For the rest of us however the pain is set to continue. Don’t think, for example, that your mortgage bills are certain to fall. They are not. Just look at what the mortgage lenders are up to. HSBC has frozen its variable rate at 6.25%, despite the half-point cut in interest rates in order to “reflect the risk in the market.” Other lenders have raised rates: Nationwide has just bumped up the cost of some of its tracker mortgages by 0.3%. And you can’t even get a mortgage from Nationwide if you don’t have a 15% deposit.

Gordon Brown can’t actually make the bankers lend us money

And even our soon to be semi-nationalised banks, despite their promise to “maintain the availability and active marketing of competitively-priced mortgage lending” for the next three years, aren’t exactly tripping over each other in their enthusiasm to lend you money. Lloyds has not cut but increased its rates (by 0.34%) for those who have only a 10% deposit. And Northern Rock, a bank we’ve all owned for many months now, hasn’t done much better: instead of cutting its mortgage rates by the full 0.5% after last week’s base rate cut, it shaved a mere 0.15% off them.

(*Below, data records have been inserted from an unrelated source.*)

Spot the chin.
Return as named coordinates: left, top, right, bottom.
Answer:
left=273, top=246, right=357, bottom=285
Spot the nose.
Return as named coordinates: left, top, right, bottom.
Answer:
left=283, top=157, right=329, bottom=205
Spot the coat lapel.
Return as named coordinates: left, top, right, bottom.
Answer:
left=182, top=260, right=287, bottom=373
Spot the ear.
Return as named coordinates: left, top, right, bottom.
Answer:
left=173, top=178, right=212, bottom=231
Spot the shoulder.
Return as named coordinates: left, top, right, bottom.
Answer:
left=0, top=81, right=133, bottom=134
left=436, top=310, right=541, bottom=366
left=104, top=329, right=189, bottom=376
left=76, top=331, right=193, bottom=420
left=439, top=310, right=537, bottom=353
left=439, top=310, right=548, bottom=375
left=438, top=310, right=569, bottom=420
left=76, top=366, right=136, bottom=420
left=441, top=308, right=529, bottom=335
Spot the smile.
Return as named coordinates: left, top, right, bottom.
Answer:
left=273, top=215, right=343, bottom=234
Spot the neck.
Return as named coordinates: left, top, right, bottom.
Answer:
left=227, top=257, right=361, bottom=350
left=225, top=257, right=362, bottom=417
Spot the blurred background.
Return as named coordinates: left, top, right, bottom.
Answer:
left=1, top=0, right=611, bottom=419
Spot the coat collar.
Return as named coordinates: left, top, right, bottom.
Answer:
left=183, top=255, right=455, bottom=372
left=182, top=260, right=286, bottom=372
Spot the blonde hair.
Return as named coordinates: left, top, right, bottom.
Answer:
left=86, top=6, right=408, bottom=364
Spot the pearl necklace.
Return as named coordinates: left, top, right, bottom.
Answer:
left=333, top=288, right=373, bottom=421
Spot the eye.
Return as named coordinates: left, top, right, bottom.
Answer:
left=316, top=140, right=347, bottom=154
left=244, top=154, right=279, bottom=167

No wonder a survey just out from the Royal Institute of Chartered Surveyors shows that this is one of the worst environments for the housing market ever. And no wonder that figures out from the Council of Mortgage Lenders show that mortgage borrowing levels in August were 63% below the levels of August last year. London’s Evening Standard suggests today that right now is the best chance buyers will get to “close a deal” on the cheap in London, before Gordon’s deal kicks in and prices start to rise again. Given the attitude of the mortgage lenders to risk at the moment, I wouldn’t bet on it. Gordon may be able to save the banking system but he can’t actually make the bankers lend us money if they don’t want to.

Our taxes are about to start going up

Possibly worse news for us are the facts that just as we all come to terms with the fact that the loose lending of last year is never coming back, that our house prices are going to keep falling, and that our economy is probably already in recession, our taxes are about to start going up. It isn’t something Gordon Brown has been mentioning much, but all the new commitments to the financial sector mean that public sector debt is about to soar. We have to pay the interest on that debt, and at some point we have to pay it back too.

And in the meantime, we are somehow going to have to make up the shortfall in tax revenues caused by the collapse in corporate (and in particular banking) profits and from the utter disappearance of stamp duty revenues. Think more debt, more interest and more repayments. Gordon Brown has been much praised for the “bold imagination” he has used in the delivery of his bank bail-out plan. He’ll be working the same bold imagination to squeeze every penny he can out of us from now on.

No need to worry about our bank deposits any more

Still, there is good news buried in all this. First up is the fact that we probably don’t have to worry about our bank deposits any more. Brown won’t explicitly guarantee them 100%, but its pretty clear he’s doing so implicitly. Note that he has guaranteed all the savings people who weren’t listening to Moneyweek’s many warnings about the likes of Icesave still had in Icelandic banks. And it’s hard to see him letting depositors lose money in the likes of RBS, assuming it does end up mainly tax payer owned.

That’s all good news given that the 100% safe places for your cash don’t look good in terms of interest. Northern Rock has shut access to its once wonderful esaver account (only a month ago you could get 7% on this) and National Savings & Investments has just cut the already pretty pathetic interest rates on its variable rate accounts by another 0.5%. Even more irritatingly, it has cut the pay out ratio on Premium Bonds from 3.4% to 2.85%. That means your chances of winning anything at all have fallen from one in 22,000 – which wasn’t great anyway – to one in 24,000. So knowing you are pretty safe putting your money in, say, First Direct’s eSaver at 4.75% is a relief (First Direct is owned by HSBC, one of the safest banks about).

The silver lining hidden in the crisis

But there’s another silver lining to the crisis too. It has revealed to us the dangers inherent in our refusal to confront our financial affairs. Take the case of Laura Craik, writing in the Evening Standard. “Though it pains me to admit it,” she says,” our prevailing attitude to money is not one of probity, not even profligacy, but pig ignorance. We don’t know the interest rate on our mortgage. We’ve yet to sit down and work out if what’s going out is more than what’s going in. This is not because we are stupid, but because we are afraid.”

She isn’t alone in this sentiment, but if the last few weeks have taught us anything, it is surely that ignoring your money because it scares you to think about it isn’t particularly clever. How many people left their money in Icesave simply because they couldn’t make themselves focus on where might be a better place for it? They won’t be doing that again. From now on, with a bit of luck, everyone will pay more attention to the products they invest in, the safety of the institutions behind those products and the return they get on them in the end. Something they should have been doing all along.